Staging server. Your account won't work here. Build: dev@Dec/20-16:26
Hardenize has joined Red Sift! Find out more in our blog post.

Blog

Welcome to the Hardenize blog. This is where we will document our journey as we make the Internet a more secure place and have some fun and excitement along the way.

17 Apr
2018

Certificate Transparency
Compliance Monitoring

by Ivan Ristić

Update (2 May 2018): The Chrome team has now announced that they will start enforcing the CT requirement in Chrome 68, which will be released as beta in early June and stable in late July. Web site operators have until then to ensure that all their new certificates either embed CT logging proof or provide proofs using other means.

After April 30th, Chrome will start rejecting all new certificates that don’t have sufficient proof of being logged to Certificate Transparency (CT) servers. To help with the transition, we’ve released a series of improvements to our tools to verify and monitor CT compliance.

Certificate Transparency

Certificate Transparency is an important part of Google’s plan to deal with security issues inherent in the current PKI design, mainly the fact that any public CA can issue a certificate for any property in the world. Google’s first attempt was via public key pinning, which used strong technical measures to accept only certificates operated by those who genuinely control them. However, that experiment had been deemed too complex to use widely and is now being phased out.

CT approaches the problem from another end and ensures that all public certificates are recorded (in CT logs) and available for inspection. The idea is that tools can choose to accept only publicly-disclosed certificates. At the same time, PKI ecosystem auditors and other interested parties—including property owners themselves—can keep an eye on the certificates issued in their name.

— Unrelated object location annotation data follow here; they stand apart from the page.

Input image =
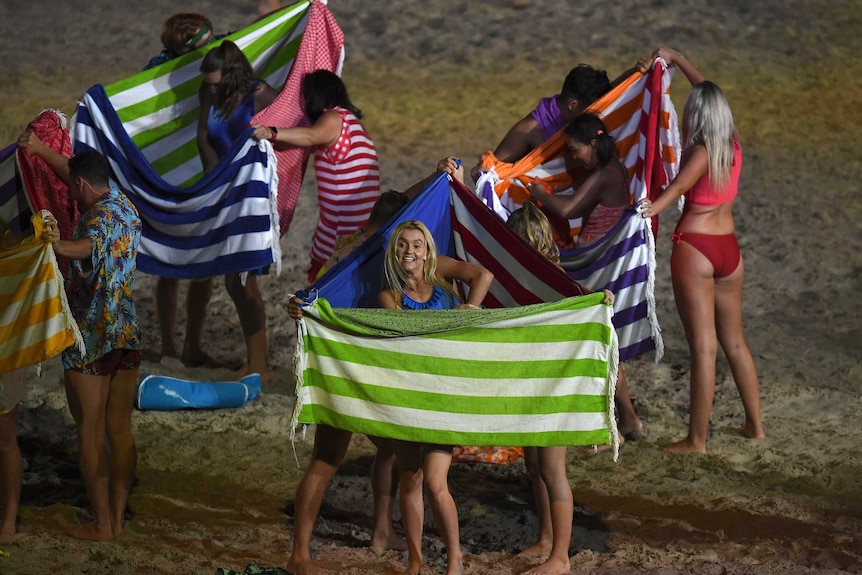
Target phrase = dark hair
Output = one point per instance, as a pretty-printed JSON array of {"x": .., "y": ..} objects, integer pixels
[
  {"x": 180, "y": 28},
  {"x": 237, "y": 75},
  {"x": 386, "y": 206},
  {"x": 322, "y": 90},
  {"x": 92, "y": 166},
  {"x": 585, "y": 84},
  {"x": 588, "y": 127}
]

This deadline is just the latest in the series of steps toward full CT compliance. Previously, Google had required CT to give special treatment to EV certificates. It had also imposed CT compliance as a punitive measure against Symantec. From May this year, all new certificates will need to be CT compliant for Chrome to accept them without warning.

It is expected that all certificates will contain embedded proofs, which means that everything should just work, from end-user perspective. Although there are alternative transport methods for the proofs (TLS extensions and OCSP responses), they are not widely supported in the common server software.

The actual compliance rules are quite elaborate and depend on the certificate lifetime as well as the transport methods used. As a result, a certificate may need to be logged in between two and five CT logs to be compliant.

Assessment Improvements

In our assessment, we now look for embedded SCTs in every certificate we encounter. If there are any, their information will be in the certificate details section.

We have also extended our assessments to examine CT compliance of every encountered certificate. The notes section just below each certificate will show the compliance status.

However, because of how CT works, having a certificate that’s not compliant is not in itself an error (either now or from May), because CT information can be supplied at runtime, via a TLS extension or an OCSP response. That’s why you will never see an error finding attached to a certificate that complains about the lack of compliance. The real testing is done at the TLS level, whenever we establish a connection to your server. To check for CT compliance we first look at the certificate, but we fall back to other transport methods if necessary. We do report problems at this level, if we encounter a non-compliant TLS connection with a certificate for which compliance is required.

Reporting Improvements

On the reporting side, in our commercial application, we’ve made two improvements to help organisations monitor their CT compliance. Because we can’t properly check for CT compliance before May, we’ve done the next-best thing: we’ve added a certificate history page that shows recent certificates and their issuers. What you want to be seeing here is that all your new certificates are CT compliant.

Additionally, we’ve created another network endpoint report that shows all network locations with problems, and lack of CT compliance is just one of the problems we report there.

CT Monitoring Improvements

As you may know, in Hardenize we monitor issuance of certificates in real-time; we also evaluate each discovery and have rules to automatically hide routine new certificates as well as escalate problems. There is now a new escalation rule that validates new certificates for CT compliance and alerts if necessary. We don’t expect to catch many certificates there from May 2018 onwards, but there’s no harm in checking. For now you can use this feature to catch unexpected non-compliant certificates (e.g., if your CA has told you that they’re compliant already).